Am 1. April waren es 100 Jahre seit der Geburt des Fürsten Bismarck, des 1. Kanzlers des Deutschen Reiches. Wie in anderen Städten geschehen, soll auch in Forchheim dieser deutsch nationale Gedenktag nicht ganz klanglos vorübergehen. Gerade die eiserne und erhebende Zeit, in der wir leben, lässt es als Ehrenpflicht erscheinen unter Zurücklassung aller anderer Momente des eisernen Kanzlers, des Begründers des mächtigen neuen Deutschen Reiches zu gedenken, des Mannes, der das deutsche Volk und Reich in den Sattel gehoben und so stark gemacht hat, dass es jetzt einer Welt von Feinden Trotz zu bieten, deutsches Land, deutsches Leben und deutsche Kultur vor Vernichtung durch hass- und neiderfüllte Gegner zu schützen vermögen. Daher sind alle Frauen und Männer zur "Bismarckjahrhundertfeier" am Samstag, 17. April 1915, um 20:00 Uhr ins Gesellenhaus eingeladen. Die musikalische Ausgestaltung haben die vereinigten Stadtkapellen, der Liederverein und Gesangverein Eintracht übernommen.
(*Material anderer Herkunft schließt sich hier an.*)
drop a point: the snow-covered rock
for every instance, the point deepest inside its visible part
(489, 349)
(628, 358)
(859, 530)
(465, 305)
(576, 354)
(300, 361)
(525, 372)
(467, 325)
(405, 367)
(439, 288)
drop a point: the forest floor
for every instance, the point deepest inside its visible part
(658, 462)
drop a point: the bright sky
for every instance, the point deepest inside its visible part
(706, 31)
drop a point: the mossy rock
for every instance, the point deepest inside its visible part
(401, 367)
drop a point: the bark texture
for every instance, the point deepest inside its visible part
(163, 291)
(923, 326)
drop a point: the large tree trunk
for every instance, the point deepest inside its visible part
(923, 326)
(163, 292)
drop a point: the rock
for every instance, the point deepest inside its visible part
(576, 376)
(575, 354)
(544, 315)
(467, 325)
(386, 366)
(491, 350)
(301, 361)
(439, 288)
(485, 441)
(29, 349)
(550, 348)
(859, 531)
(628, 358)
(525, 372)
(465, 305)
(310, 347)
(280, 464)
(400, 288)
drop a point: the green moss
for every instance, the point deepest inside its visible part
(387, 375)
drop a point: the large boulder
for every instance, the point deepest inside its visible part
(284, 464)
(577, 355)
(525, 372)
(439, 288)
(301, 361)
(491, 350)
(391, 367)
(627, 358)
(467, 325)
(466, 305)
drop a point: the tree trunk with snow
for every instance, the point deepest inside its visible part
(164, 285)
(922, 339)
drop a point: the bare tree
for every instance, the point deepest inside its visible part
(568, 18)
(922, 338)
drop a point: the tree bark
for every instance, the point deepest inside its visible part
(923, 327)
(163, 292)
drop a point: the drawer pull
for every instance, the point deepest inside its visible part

(Der Vorsitzende des Gemeindekollegiums: Dr. Räbel Forchheim, 14. April)
Kein Walberla-Fest wegen des Krieges

Mit Rücksicht auf die ernste Kriegszeit findet das auf den ersten Sonntag im Mai fallende Walberla-Fest auf der Ehrenbürg bei Kirchehrenbach dieses Jahr nicht statt. Für die Besucher wird es daher an diesem Tag keinen Festbetrieb geben.
(Kirchehrenbach, 20. April)
Betreten des Friedhofs nicht ohne Erwachsene

In der letzten Zeit sind wiederholt Beschädigungen der Anlagen des Forchheimer Friedhofes und Entwendungen von Blumen auf den Gräbern vorgekommen.
Auch treiben sich dort Kinder ohne Aufsicht umher und besteigen die Friedhofsmauern und Grabsteine. Es besteht daher Veranlassung, darauf aufmerksam zu machen, dass das Betreten des Friedhofs seitens der Kinder ohne Begleitung Erwachsener untersagt ist. Das Friedhofspersonal wird diese Anordnung strengstens vollziehen.